Caselaw Digest
Caselaw Digest

IAB & Ors, R (on the application of) v Secretary of State for the Home Department & Anor

17 November 2023
[2023] EWHC 2930 (Admin)
High Court
The government redacted parts of documents it gave to the court during a legal case. The judge said this was wrong because it hid information needed to understand the decision being challenged. The judge ruled the government must show good reason to hide information and give clear explanations for any redactions.

Key Facts

  • Claimants challenged the Secretary of State for Levelling Up, Housing and Communities' decision to make the Houses in Multiple Occupation (Asylum-Seeker Accommodation)(England) Regulations 2023.
  • The Regulations aimed to increase asylum seeker accommodation and reduce hotel use.
  • Secretaries of State disclosed documents with redactions without explanation.
  • Redactions included names of civil servants outside the Senior Civil Service and other material.
  • The court considered the permissibility of redacting names and the application of legal professional privilege (LPP) and relevance to redactions.

Legal Principles

Duty of candour in judicial review proceedings requires public authorities to provide full and accurate explanations of relevant facts.
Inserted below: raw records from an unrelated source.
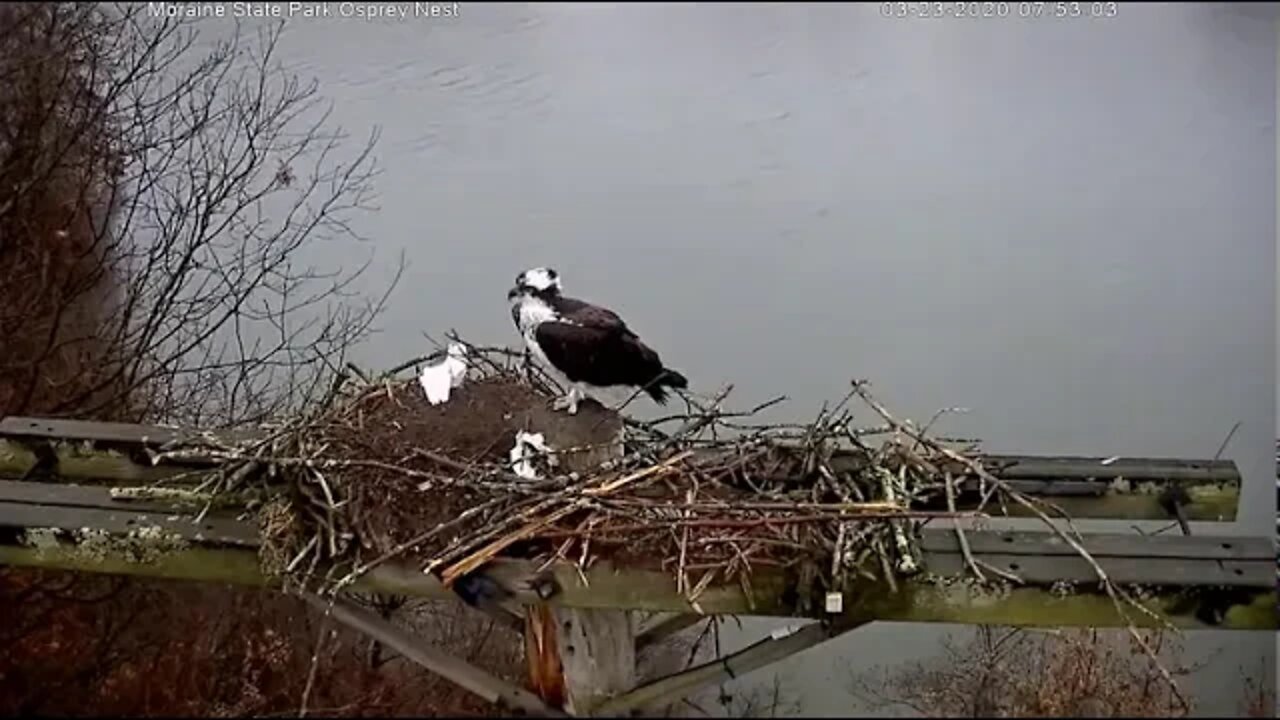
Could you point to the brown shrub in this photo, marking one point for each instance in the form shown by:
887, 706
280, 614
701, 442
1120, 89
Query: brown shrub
85, 645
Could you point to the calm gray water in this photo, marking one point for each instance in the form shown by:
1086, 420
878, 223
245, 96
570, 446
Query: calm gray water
1066, 226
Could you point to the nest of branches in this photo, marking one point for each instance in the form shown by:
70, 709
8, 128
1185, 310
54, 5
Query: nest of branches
376, 473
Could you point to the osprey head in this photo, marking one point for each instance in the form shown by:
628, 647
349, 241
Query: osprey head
535, 281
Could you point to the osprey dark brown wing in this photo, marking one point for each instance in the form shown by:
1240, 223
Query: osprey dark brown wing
604, 356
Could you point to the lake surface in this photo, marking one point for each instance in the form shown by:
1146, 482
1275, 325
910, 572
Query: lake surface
1066, 226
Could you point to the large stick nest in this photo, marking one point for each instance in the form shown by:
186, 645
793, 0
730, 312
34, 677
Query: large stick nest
376, 473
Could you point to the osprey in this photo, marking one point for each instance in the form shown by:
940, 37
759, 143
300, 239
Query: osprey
585, 347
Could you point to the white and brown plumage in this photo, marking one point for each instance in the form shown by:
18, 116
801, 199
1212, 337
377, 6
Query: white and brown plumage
588, 349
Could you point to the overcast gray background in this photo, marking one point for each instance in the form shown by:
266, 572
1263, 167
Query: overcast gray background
1066, 226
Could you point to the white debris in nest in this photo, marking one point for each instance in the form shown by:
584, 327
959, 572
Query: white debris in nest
439, 379
528, 447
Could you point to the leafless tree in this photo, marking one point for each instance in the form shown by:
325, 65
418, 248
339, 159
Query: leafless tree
164, 203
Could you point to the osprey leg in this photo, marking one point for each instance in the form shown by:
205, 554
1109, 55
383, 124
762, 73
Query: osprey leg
570, 401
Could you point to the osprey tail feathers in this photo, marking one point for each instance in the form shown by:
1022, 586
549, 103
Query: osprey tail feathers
657, 388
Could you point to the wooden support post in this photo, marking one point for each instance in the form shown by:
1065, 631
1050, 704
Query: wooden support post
773, 648
577, 657
452, 669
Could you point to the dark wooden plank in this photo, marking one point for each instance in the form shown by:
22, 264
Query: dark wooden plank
118, 522
1170, 572
606, 586
1102, 545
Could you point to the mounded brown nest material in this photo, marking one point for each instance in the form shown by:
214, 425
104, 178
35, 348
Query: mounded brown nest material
380, 473
475, 428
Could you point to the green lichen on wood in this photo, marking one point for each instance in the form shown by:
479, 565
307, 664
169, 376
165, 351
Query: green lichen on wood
187, 500
91, 546
82, 461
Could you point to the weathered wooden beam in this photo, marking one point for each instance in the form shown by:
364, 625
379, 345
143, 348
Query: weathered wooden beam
1247, 607
778, 646
502, 695
656, 632
1212, 487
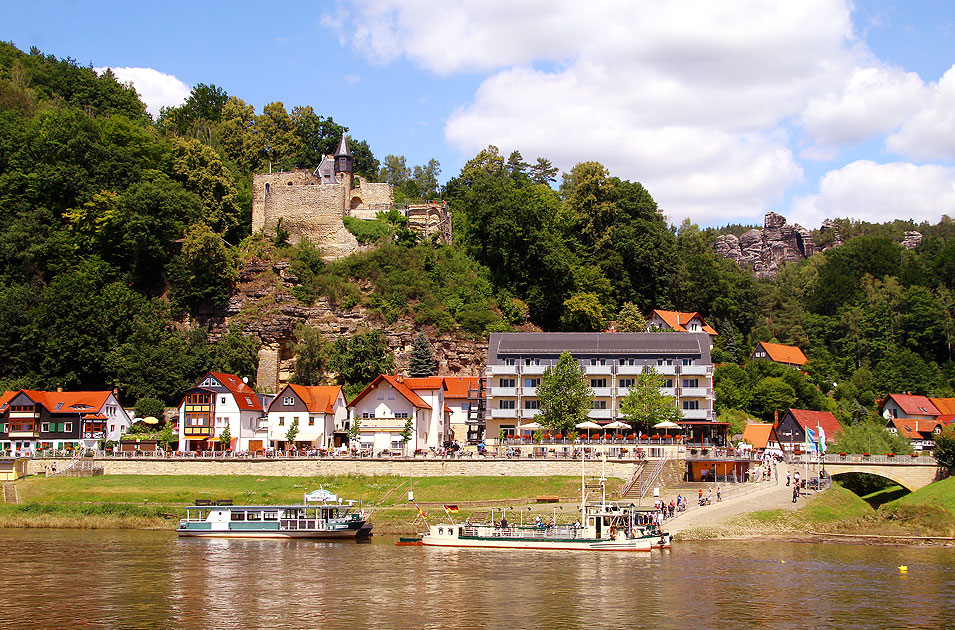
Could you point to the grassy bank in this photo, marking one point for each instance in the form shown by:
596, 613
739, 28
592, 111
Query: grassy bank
929, 512
155, 502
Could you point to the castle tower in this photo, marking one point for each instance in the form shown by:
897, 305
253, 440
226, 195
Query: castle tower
343, 165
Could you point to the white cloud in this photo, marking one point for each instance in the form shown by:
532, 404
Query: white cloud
874, 100
930, 134
880, 192
155, 88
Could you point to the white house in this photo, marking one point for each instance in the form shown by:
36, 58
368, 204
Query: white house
383, 409
219, 401
320, 412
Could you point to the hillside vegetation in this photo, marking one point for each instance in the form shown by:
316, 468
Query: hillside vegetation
122, 239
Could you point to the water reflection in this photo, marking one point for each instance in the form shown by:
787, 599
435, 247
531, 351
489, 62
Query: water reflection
122, 579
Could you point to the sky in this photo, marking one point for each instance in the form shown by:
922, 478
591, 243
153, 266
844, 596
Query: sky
723, 110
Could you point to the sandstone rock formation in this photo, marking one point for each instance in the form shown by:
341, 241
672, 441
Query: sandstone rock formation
764, 250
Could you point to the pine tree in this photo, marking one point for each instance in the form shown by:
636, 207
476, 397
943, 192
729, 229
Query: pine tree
422, 359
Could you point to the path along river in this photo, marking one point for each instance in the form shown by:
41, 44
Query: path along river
133, 579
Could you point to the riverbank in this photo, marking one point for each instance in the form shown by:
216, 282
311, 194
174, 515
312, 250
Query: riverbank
926, 516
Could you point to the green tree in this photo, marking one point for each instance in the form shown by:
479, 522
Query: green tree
291, 434
583, 312
205, 269
645, 405
225, 438
945, 447
564, 396
422, 358
630, 319
146, 407
312, 352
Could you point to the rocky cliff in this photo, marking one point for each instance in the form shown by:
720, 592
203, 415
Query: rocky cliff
265, 308
765, 250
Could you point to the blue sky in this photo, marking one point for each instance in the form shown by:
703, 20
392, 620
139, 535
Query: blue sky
814, 109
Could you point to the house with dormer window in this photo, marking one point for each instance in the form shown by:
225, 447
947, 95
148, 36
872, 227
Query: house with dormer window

Secretary of State for Foreign and Commonwealth Affairs v Quark Fishing Ltd [2002] EWCA Civ 1409

Disclosure of documents in judicial review proceedings is necessary for a fair and just determination of the issues.

Tweed v Parades Commission for Northern Ireland [2007] 1 AC 650

Redaction of irrelevant parts of disclosed documents is permissible, but the test is simply whether the part is irrelevant, not whether it deals with an entirely different subject matter.

GE Capital Corporate Finance v The Bankers Trust [1995] 1 WLR 172

In judicial review, the obligation of candour requires a ‘cards face upwards’ approach; redaction should not impair the actuality or appearance of this.

R v Lancashire County Council Exp. Huddleston [1986] 2 All ER 941

Claims to legal professional privilege must be supported by evidence.

WH Holdings Ltd v E20 Stadium LLP [2018] EWCA Civ 2652

Cabinet collective responsibility does not automatically render all information in a letter to the Prime Minister confidential.

Paragraph 39

Outcomes

Refusal to permit routine redaction of names of civil servants outside the Senior Civil Service.

Such redaction hinders the court's understanding of the decision-making process and contradicts the duty of candour; there's no reasonable expectation of confidentiality for civil servants involved in public functions.

Refusal to maintain redaction based on legal professional privilege (LPP).

Insufficient evidence was provided to support the claim of LPP; the claim was not made good by the Note.

Refusal to maintain redaction based on relevance.

The redacted portion might contain relevant information showing the Secretary of State's doubts about the decision; any claim to confidentiality based on Cabinet collective responsibility failed.

Establishment of procedure for disclosing redacted documents.

Disclosing party must explain the reason for redaction at the point of disclosure to enable the receiving party to decide whether to apply for disclosure of the unredacted document.